Break down research cycle using PPDAC cycle used within statistical education (Wild and Pfannkuch). Process of statistical thinking when carrying out a statistical inquiry.
Problem, Plan, Data, Analysis, Conclusions.
Research question is a question on statistical inference, with an applied interpretation.
Confidence Intervals and replication: the reality, Ian Gordon, Statistical Consulting Centre
Narrow subject within the replication crisis.
- Confidence Intervals, and 2. P-values.
Debate about the merits of these two alternative interpretations of inference over time. Reaction against dogmatic implementation of hypothesis testing.
Confidence intervals emphasised by Gordon adn Watson. Should start with estimation and then move onto hypothesis testing.
Geoff Cumming and co. Recent literature and influencing the practice of publication in terms of reporting. But also to literature looking at how people use and understand hyptohesis testing and p-values.
Gordon: agrees with Cumming that CIs emphasised over P-values, and that the binary divide of 0.05 is unsatisfactory.
Replication of confidence intervals
P-values predict the future vaguely, but confidence values do much better. They give good information about what is likely to happen during replication of an experiment.
Dance of te p-values indicate how they vary so much with replication, and therefore how useless they arein terms of replication.
How well do CI’s replicate? 83% chance a replication gives a mean falling within the 95% confidence interval of the first. Consider sequences of samples giving sample means, how well does the next mean fall within the confidence interval of the first?
Random, realised confidence intervals.. Random vs. observed/realised. are two different things.
Talks about means, but theoretically could extend to other types of estimates.
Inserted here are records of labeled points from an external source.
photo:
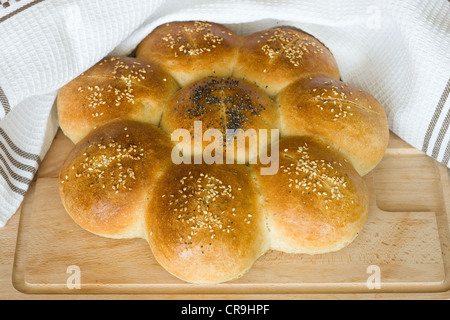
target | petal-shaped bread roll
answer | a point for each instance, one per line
(191, 50)
(274, 58)
(115, 88)
(339, 114)
(107, 178)
(317, 202)
(205, 223)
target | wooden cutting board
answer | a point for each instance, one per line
(404, 245)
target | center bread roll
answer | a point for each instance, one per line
(224, 104)
(205, 223)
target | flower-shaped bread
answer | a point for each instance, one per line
(209, 222)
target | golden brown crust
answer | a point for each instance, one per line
(105, 179)
(276, 57)
(191, 50)
(117, 87)
(317, 202)
(222, 104)
(205, 223)
(339, 114)
(208, 223)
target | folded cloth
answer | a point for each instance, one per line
(398, 50)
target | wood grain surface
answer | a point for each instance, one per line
(406, 238)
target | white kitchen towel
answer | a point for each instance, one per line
(398, 50)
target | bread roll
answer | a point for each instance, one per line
(339, 114)
(117, 87)
(276, 57)
(191, 50)
(222, 104)
(107, 177)
(317, 202)
(205, 223)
Is the next point estimate in the previous confidence interval… better question. How well does the next confidence interval replicate the previous one. Means that we don’t get single number but more subtle answer.
-> The extent of replication varies.
Why stop at one CI? What is chance that all confidence intervals are overlapping?
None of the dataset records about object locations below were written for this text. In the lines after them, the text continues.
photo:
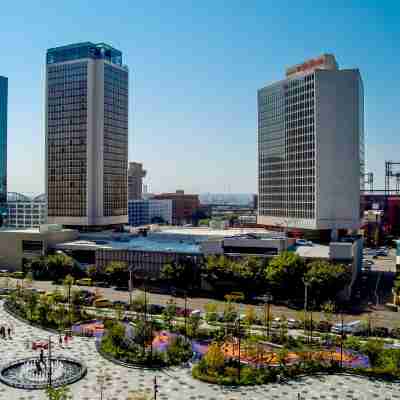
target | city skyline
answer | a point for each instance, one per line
(184, 120)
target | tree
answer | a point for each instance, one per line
(59, 266)
(215, 357)
(28, 279)
(327, 279)
(180, 273)
(61, 393)
(282, 355)
(284, 274)
(373, 349)
(194, 322)
(169, 313)
(119, 312)
(118, 272)
(211, 312)
(250, 315)
(68, 282)
(229, 313)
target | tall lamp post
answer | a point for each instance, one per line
(267, 298)
(49, 371)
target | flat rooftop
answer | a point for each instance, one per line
(221, 233)
(135, 243)
(314, 251)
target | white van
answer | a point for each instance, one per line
(349, 327)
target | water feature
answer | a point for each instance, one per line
(32, 373)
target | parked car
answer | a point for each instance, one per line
(84, 282)
(324, 326)
(121, 303)
(156, 309)
(122, 288)
(380, 331)
(102, 284)
(349, 327)
(102, 303)
(293, 323)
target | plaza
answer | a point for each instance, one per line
(173, 383)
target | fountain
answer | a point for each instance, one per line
(34, 373)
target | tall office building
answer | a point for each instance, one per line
(3, 140)
(311, 148)
(86, 136)
(136, 173)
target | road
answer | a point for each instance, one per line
(380, 317)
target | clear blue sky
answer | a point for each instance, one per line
(195, 69)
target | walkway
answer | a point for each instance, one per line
(175, 384)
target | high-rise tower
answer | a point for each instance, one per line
(86, 135)
(136, 173)
(311, 148)
(3, 144)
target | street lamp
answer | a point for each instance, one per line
(267, 298)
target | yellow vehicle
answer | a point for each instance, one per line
(102, 303)
(84, 282)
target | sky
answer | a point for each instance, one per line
(195, 67)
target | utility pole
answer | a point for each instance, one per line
(49, 371)
(186, 315)
(341, 340)
(155, 388)
(305, 306)
(130, 286)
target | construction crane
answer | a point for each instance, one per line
(392, 172)
(369, 180)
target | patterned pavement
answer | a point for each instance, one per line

Right sort of replication (of CI’s):
Variation (of $ P $ and CI’s)
P-values vary in repeated sampling (StatPlay), see Youtube: “Dance p 3 Mar09”
P-values dancing around in frequency histogram. Even in the situation where the null is not true. Could say the same thing about CI’s in this example. Relative variation? do P values or CI’s vary more or less than each other?
Geoff Cumming: Extremely large variation of p-values. But what about when the Null is true (i.e. the null distribution of \(P\)). P-value distribution under null is uniform. And therefore dance around enormously.
How can we compare sensibly the variation of the CI with the P?
Start with P and Z distribution when Null == TRUE. Plot against each other, Put on same scale using numberline. P-value < Z-value distribution. Do the same when alternative == TRUE. Z also varies a lot more than P.
P is a function of Z, doesn’t make sense to compare them in direct numerical sense. Same is true with P-values and CI’s… same problem occurs during meta-analysis… Not a sensible comparison if you don’t have estimate and P-value at the same time.
CI and P vary together, but just on different scales. Have both dance of P and CI. neither is more varying than the other.